In February, Anna Morpurgo Davies (morpurgo at vax.ox.ac.uk) mentioned
Lepschy and gave 3 references; I wish to mention one further one:
   Lepschy, Guilio (1982).  Linguistic historiography. In David Crystal
     (ed.) Linguistic controversies:   Essays in linguistic theory and
     practice in honour of F. R. Palmer.  London:  Edwards Arnold.
In discussing Carl Abel's _Gegensinn der Urworte_ (1884) and
related work Lepschy writes:
  "His [i.e., Abel's] theory on the importance and interest of words with
opposite meanings (which were, he suggested, particularly frequent in
the early stages of languages) finds its place in a long tradition of
studies, from the Stoic's grammar and the etymologies _e contrario_
[...], to the chapter in Arab linguistic tradition devoted to the [...]

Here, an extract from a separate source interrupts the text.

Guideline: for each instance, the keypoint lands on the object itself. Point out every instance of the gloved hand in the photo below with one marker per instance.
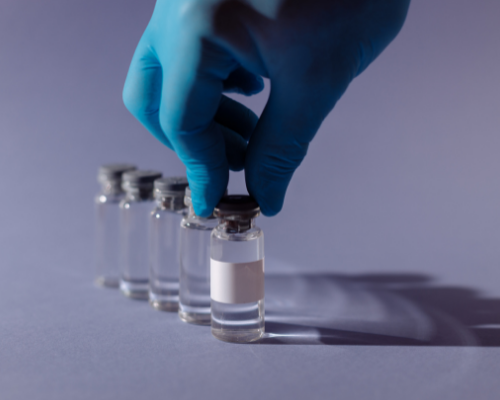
(194, 50)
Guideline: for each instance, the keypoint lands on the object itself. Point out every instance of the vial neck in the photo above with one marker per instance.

contraries, or words of opposite meanings [...] to the medieval Jewish
grammarians' discussions on parallel phenomena in Hebrew [...] to
Christian biblical scholars who at least since the 17th century examine
cases of 'enantiosemy' in the Sacred, classical, and modern languages,
commenting on words like Hebrew _berekh_ 'he blessed' and 'he cursed',
Greek _argo's_ 'swift' and 'slow', Latin _altus_ 'high' and 'deep'
[...]  Nearer to Abel, in the first part of the 19th century, we find
the German romantics meditating on opposite meanings [...] and it is
impossible not to remember Hegel's comments on a key term in his logic,
_aufheben_, which means both 'to eliminate' and 'to preserve',
illustrating a coexistence in language of opposite meanings which has
great speculative import." Lepschy also writes that Abel's ideas "were
taken seriously by people of the calibre of Pott, Steinthal, and
Schuchardt", and that Freud repeatedly quoted Abel's work, viewing it
"as a linguistic confirmation" of his own theory that "for the
unconscious, opposites are equivalent to each other."  (pp. 28-29)
 
Surprisingly broad historically, I thought. In this chapter Lepschy
bemoans the more general lack of a comprehensive historiography
of linguistics.
 
 -Jane Edwards  (edwards at cogsci.berkeley.edu)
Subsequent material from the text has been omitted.